According to the U.S. Energy Information Administration (EIA), the average annual electricity consumption for an American household in 2018 was 10,972 kWh, an average of 914 kWh per month (EIA 2019). The number of American homes is determined by dividing the annual amount of green power procured in kilowatt-hours (kWh) by 10,972 kWh.

Calculation

The conversion factor for this equivalency statement is [your annual green power purchase in kWh]/[10,972 kWh/American home/year].

Source

• EIA (2019). How much electricity does an American home use?

Wind Turbines Running for One Year

In 2018, the average nameplate capacity of wind turbines installed in the United States was 2.43 megawatts (MW) (DOE 2019a). The average wind capacity factor in the U.S. in 2018 was 34.98 percent (DOE 2019b). Electricity generation from an average wind turbine is determined by multiplying the average nameplate capacity of a wind turbine in the United States (2.43 MW) by the average U.S. wind capacity factor (0.3498) and by the number of hours per year (8,760 hours).

Calculation

[2.43 MW average nameplate capacity] x [0.3498] x [8,760 hours/year] x [1,000 kWh/MWh] = 7,446,123 kWh generated annually from one wind turbine.

The conversion factor for this equivalency statement is [your annual green power purchase in kWh]/[7,446,123 kWh/average turbine/year].

Sources

• DOE (2019a). 2018 Wind Technologies Market Report (PDF) (103 pp, 3.4MB) U.S. Department of Energy, Energy Efficiency and Renewable Energy Division.
• DOE (2019b). 2018 Wind Technologies Market Report Data (XLSX) (192K) (Figure 36 worksheet) U.S. Department of Energy, Energy Efficiency and Renewable Energy Division.

Number of Football Fields of Solar Powered for One Year

The number of American football fields covered with solar panels is determined by dividing the annual amount of green power procured in kilowatt-hours (kWh) by 1,287,336 kWh, which is the estimated annual electricity output of one football field (including end zones) covered by PV solar panels.

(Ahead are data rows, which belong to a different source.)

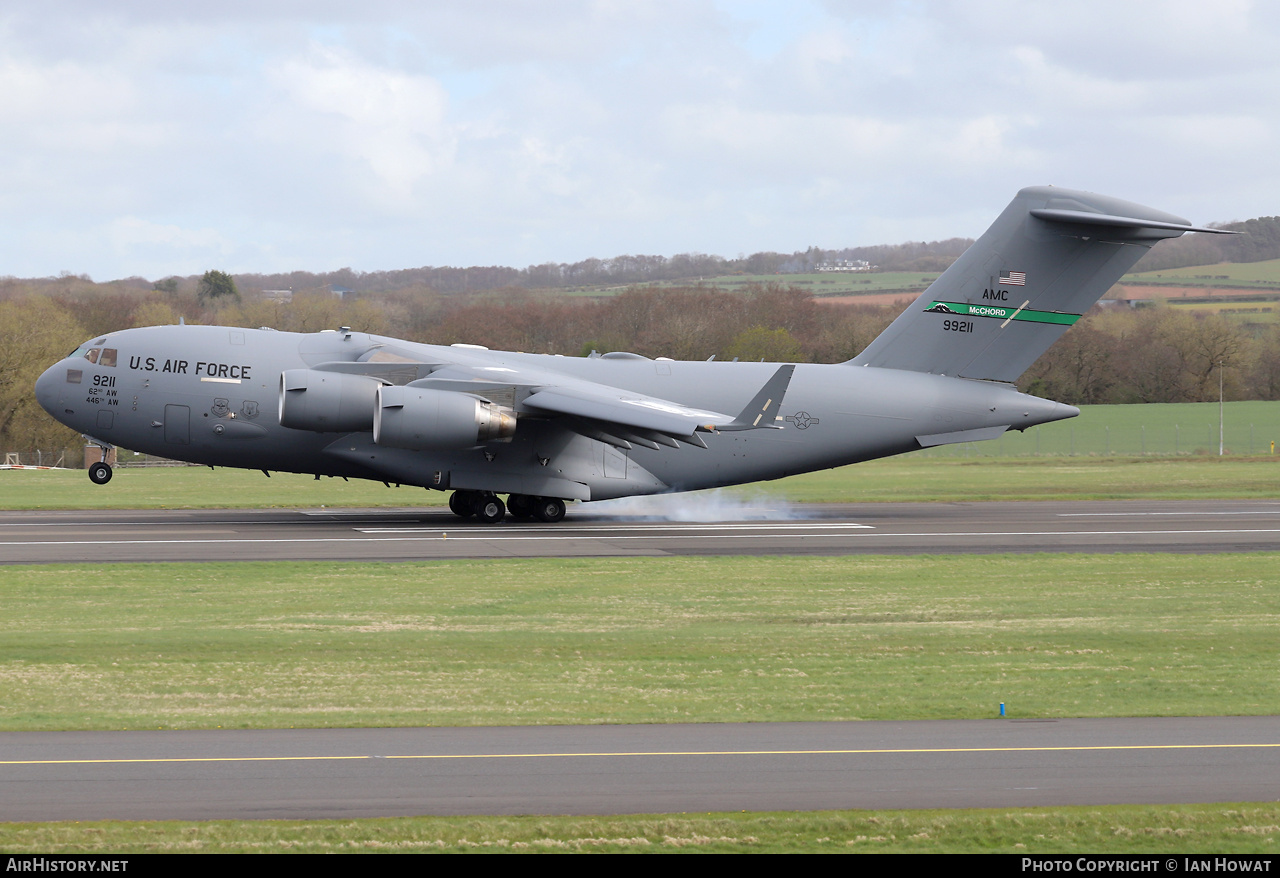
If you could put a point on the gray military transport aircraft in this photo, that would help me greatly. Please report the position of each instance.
(547, 429)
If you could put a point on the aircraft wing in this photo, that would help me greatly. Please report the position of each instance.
(641, 415)
(599, 411)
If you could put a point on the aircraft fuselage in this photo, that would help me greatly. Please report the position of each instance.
(211, 394)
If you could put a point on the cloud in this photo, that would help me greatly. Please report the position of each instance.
(147, 138)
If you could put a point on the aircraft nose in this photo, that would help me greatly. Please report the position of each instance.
(49, 388)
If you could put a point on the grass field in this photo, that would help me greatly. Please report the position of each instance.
(1249, 428)
(824, 283)
(636, 640)
(1223, 828)
(1261, 275)
(664, 640)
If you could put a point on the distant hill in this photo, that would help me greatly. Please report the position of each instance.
(1260, 242)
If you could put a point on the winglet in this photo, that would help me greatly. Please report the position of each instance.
(759, 414)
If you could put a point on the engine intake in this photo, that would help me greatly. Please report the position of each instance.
(420, 417)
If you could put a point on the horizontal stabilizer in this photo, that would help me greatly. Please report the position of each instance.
(759, 414)
(1086, 218)
(1045, 261)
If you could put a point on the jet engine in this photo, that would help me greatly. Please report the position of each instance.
(420, 417)
(327, 402)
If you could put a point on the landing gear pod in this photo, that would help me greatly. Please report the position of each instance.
(327, 402)
(420, 417)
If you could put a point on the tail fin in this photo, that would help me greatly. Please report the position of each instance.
(1043, 263)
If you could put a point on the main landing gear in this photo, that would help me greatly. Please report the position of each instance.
(488, 508)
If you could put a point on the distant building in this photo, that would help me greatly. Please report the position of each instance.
(845, 265)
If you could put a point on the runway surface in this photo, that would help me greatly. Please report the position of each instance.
(626, 769)
(799, 529)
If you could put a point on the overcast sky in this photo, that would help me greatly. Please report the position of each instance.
(150, 137)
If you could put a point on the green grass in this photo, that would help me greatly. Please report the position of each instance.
(1160, 830)
(644, 640)
(1175, 429)
(1262, 275)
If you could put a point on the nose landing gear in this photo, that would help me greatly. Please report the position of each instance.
(100, 474)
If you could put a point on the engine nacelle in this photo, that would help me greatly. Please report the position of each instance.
(327, 402)
(419, 419)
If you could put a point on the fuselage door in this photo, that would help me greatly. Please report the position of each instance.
(177, 425)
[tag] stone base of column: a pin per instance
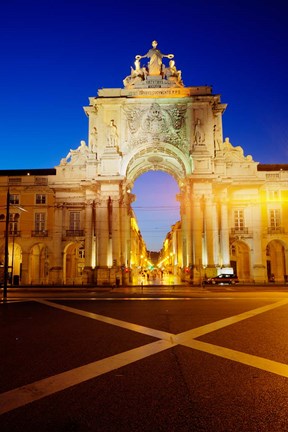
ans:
(87, 277)
(56, 276)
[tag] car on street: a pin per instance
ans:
(222, 279)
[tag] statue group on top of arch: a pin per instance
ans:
(155, 68)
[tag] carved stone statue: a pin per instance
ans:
(112, 135)
(173, 74)
(199, 136)
(155, 56)
(76, 156)
(93, 139)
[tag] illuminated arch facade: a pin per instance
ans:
(80, 227)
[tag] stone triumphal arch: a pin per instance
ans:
(154, 122)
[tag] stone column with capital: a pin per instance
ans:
(224, 235)
(197, 234)
(88, 241)
(56, 270)
(212, 233)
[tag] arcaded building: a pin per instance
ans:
(79, 226)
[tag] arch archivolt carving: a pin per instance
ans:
(165, 157)
(155, 123)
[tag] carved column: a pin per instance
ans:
(102, 231)
(88, 234)
(211, 233)
(224, 235)
(186, 210)
(56, 271)
(197, 232)
(88, 241)
(257, 258)
(25, 268)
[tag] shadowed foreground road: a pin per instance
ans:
(214, 361)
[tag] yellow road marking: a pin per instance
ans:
(29, 393)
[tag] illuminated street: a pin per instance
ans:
(157, 359)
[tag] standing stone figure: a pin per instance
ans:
(199, 136)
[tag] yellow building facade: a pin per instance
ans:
(78, 227)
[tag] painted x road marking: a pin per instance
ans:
(29, 393)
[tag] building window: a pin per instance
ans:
(14, 199)
(40, 199)
(239, 220)
(74, 224)
(40, 222)
(273, 195)
(13, 223)
(81, 252)
(274, 219)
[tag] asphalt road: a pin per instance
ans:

Calculating annual PV solar system output is a function of the equation E = A * r * H * PR, in which:

• A = Total solar panel Area (m²)
• r = Solar panel efficiency (%)
• H = Annual average solar radiation on tilted panels (shadings not included)
• PR = Performance ratio, coefficient for losses (range between 0.5 and 0.9)
• E = Energy (kWh)

The factors for this equation were determined in consultation with experts at the National Renewable Energy Laboratory (NREL) based upon conservative best estimates and utilization of NREL's Annual Technology Baseline (ATB) tool and PVWatts Calculator. Based on these resources, NREL recommends these factors:

• A = 5,353.36 m2 (109.7 m x 48.8 m = area of American football field, including end zones)
• r = 15.2% solar panel efficiency of PV module (NREL 2019, Annual Technology Baseline, Solar Distributed Commercial PV: capacity factor for an average mid-resource location, Kansas City, MO)
• H = 1,839.6 kWh/m2/year annual average solar radiation for an average mid-resource location, Kansas City, MO (5.04 kWh/m2/day x 365 days) (NREL 2020, PVWatts Calculator)
• PR = 86% performance ratio (NREL 2020, PVWatts Calculator: 14% system losses)

Calculation

Note: Due to rounding, performing the calculations given in the equation below may not return the exact results shown.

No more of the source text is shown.